Steamboy

Film japonais de Katsuhiro Otomo
Film d'animation

Sortie le 15-09-2004
 
   

Par Christophe Chauvin


Durée: 2h06

 
 
   

1988 : le public international découvre avec curiosité et admiration Akira, premier long métrage d'animation à dépasser les frontières japonaises. 16 ans et quelques centaines de fans plus tard, force est de constater qu'il a ouvert une brèche énorme permettant à la japanimation de s'imposer à plus qu'une poignée d'initiés. Et si on entend davantage les noms de Miyasaki, Takahata ou Oshii de nos jours, on se réjouit de voir que Katsuhiro Otomo, de retour en force avec Steamboy, a encore des choses à dire !

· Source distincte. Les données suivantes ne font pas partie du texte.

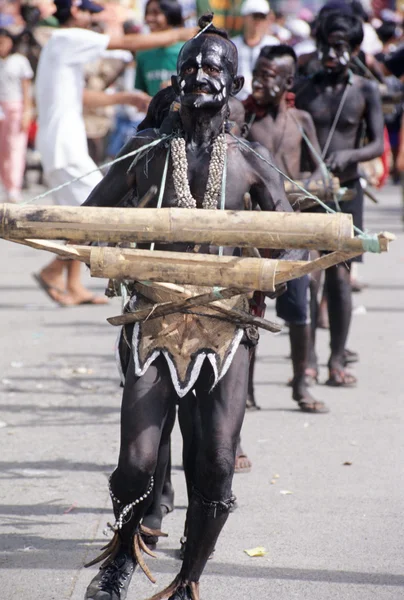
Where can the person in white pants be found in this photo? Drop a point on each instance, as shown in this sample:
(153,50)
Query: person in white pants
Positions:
(62,142)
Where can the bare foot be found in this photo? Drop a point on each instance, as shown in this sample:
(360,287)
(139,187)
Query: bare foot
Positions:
(82,296)
(243,464)
(51,289)
(305,400)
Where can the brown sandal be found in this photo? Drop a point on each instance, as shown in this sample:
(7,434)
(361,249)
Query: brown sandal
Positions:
(341,378)
(313,406)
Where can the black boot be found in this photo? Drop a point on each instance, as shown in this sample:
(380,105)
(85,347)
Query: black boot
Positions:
(299,343)
(113,579)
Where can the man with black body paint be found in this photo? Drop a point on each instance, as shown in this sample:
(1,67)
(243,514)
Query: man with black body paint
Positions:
(281,128)
(343,107)
(207,76)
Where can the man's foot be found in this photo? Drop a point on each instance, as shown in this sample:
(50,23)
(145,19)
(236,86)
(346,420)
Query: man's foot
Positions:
(113,579)
(243,464)
(251,403)
(305,400)
(178,590)
(167,498)
(358,286)
(310,377)
(183,593)
(341,378)
(350,357)
(52,289)
(85,297)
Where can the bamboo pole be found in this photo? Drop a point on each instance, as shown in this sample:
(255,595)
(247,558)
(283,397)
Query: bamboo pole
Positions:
(210,270)
(276,230)
(186,303)
(183,268)
(317,187)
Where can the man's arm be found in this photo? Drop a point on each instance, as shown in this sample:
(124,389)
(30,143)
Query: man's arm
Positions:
(269,194)
(95,99)
(117,183)
(373,117)
(139,41)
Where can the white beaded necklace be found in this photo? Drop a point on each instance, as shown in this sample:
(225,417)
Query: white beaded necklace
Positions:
(180,173)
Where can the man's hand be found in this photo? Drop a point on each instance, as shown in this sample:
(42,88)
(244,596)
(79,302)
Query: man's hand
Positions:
(139,99)
(279,290)
(338,161)
(186,33)
(26,120)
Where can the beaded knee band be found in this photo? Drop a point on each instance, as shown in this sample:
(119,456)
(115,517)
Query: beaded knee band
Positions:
(126,509)
(213,508)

A première vue, l'intrigue de Steamboy n'a rien à voir avec Akira : au XIXe siècle, en Angleterre en pleine exposition universelle, un jeune homme se voit confier une mystérieuse "Steam ball", une source d'énergie d'une puissance phénoménale.

Convoité par deux organisations ennemies, le jeune garçon se retrouve au centre d'une lutte acharnée pour la possession du fameux objet…

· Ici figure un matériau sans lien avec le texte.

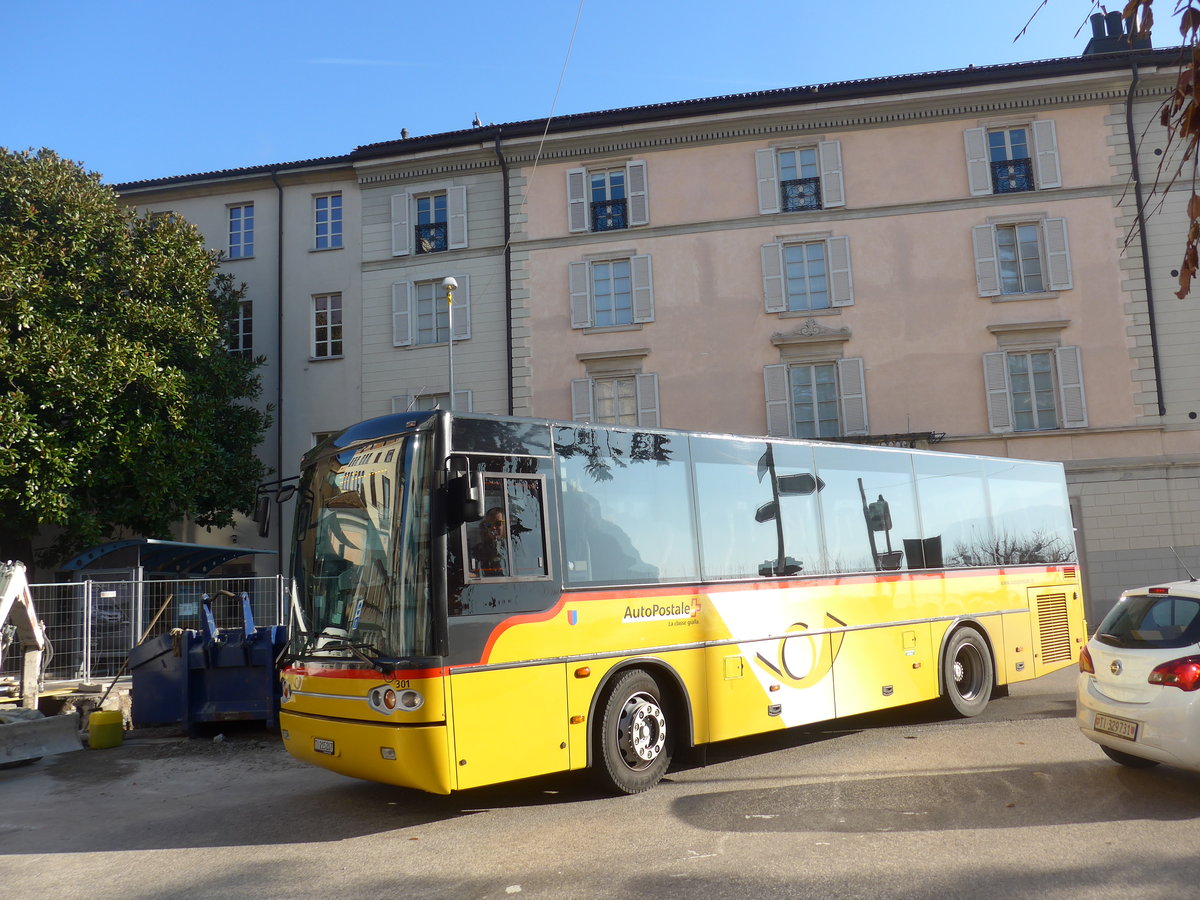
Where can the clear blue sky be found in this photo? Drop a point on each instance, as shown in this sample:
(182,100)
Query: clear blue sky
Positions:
(142,89)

La volonté de pouvoir, la quête de puissance, l'utilisation de la science à des fins politiques et militaires… : Steamboy est certes un film d'époque, il n'en reste pas moins profondément contemporain. S'appuyant sur les prémices de la science moderne, Otomo pointe avec pessimisme les dérives dévastatrices de la technologie et développe une parabole sur son utilisation meurtrière par les hommes.

Rappelant en cela les apocalyptiques Akira et Memories, le monde selon Otomo est en processus constant d'autodestruction. Explosions, implosions, souffles pyrotechniques en tous genres : les armes de destruction massive sont bien réelles chez le réalisateur et l'obsession de la destruction rappelle constamment une sorte de traumatisme post-bombe atomique. On soulignera les procédés techniques hallucinants mis en œuvre par Otomo, qui utilise à fond (parfois à outrance) le potentiel visuel spectaculaire des machines à vapeur et des inventions sidérurgiques, usant notamment habilement des travellings circulaires.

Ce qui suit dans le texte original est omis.